Other crops have won the opening exchanges of the battle for acres in the 2023 US spring planting season, if a Farm Futures survey has it right.
Cotton, which will end 2022-23 with its tightest US supplies in 98 years, according to the US Department of Agriculture, looks like it needs to scrap harder for area if it is to resolve its squeeze.
Corn was the big victor of the survey, which showed US farmers intending to plant 94.3m acres with the grain, up by nearly 4.5m acres year on year, and the biggest seedings in a decade.
But it wasn’t the only one. Wheat seedings in 2023, at 48.8m acres, were forecast rising by 1.85m acres year on year to the largest in seven years.

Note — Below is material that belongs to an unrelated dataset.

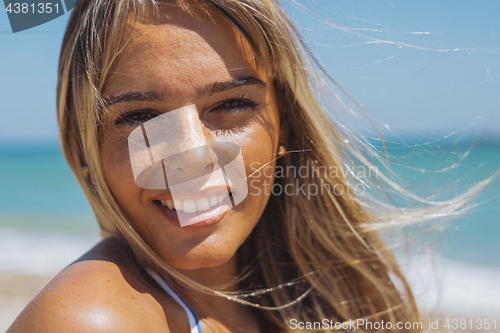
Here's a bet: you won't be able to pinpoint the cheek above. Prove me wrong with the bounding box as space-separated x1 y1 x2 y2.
101 135 140 204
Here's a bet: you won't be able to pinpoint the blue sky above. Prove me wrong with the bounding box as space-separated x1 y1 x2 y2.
0 0 500 141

And not much of that was seen coming at the expense of soybeans.
Soybean seedings of 87.3m acres would fall by a modest 690,000 acres year on year, and still rank as the fourth biggest on record.
Indeed, combined corn and soybean seedings would, at the 181.6m acres suggested by the survey, expand by 3.8m acres to rank as the largest ever.
… which raises the question of where the area for other crops will come from. Particularly now wheat is back in favour, after seeing its US plantings tumble in 2020 to the smallest in more than a century.
Cotton, which has seen its US seedings fall in three out of the past four years, looks an obvious target for giving up acres.
Whether the fibre can afford to is another matter.
US cotton stocks are set to end this season at 1.80m acres, near-halving year on year to the lowest on data going back 60 years – and look even more squeezed when compared with use, measuring up at the tightest since 1924-25.
Against that backdrop, it might be expected that cotton would be fighting hard to boost its appeal to farmers.
Yet December 2023 New York cotton futures aren’t busting a gut.
At 3.88 times November 2023 Chicago soybeans, on a per-tonne basis, their relative value versus the oilseed is a little less than the equivalent a year ago. Against corn, they have lost even more ground.
Nor is the December 2023 cotton contract shaping up well against current-season lots.
At 87.68 cents a pound, December 2023 cotton futures closed on Wednesday with a discount of more than 25 cents against the December 2022 lot. That compares with a gap of less than 10 cents a pound for the equivalent lots a year ago.
La Nina factor
The depth of that discount might make sense if a large cotton crop looked on the cards for 2023.
But with the relative crop values that futures are currently indicating, that cannot be taken for granted – especially given the prospect of an extended La Nina, which can leave long-lasting effects in Texas, the top US cotton growing state, official US meteorologists believe.
Cotton futures for 2023 look placed for a slice of outperformance.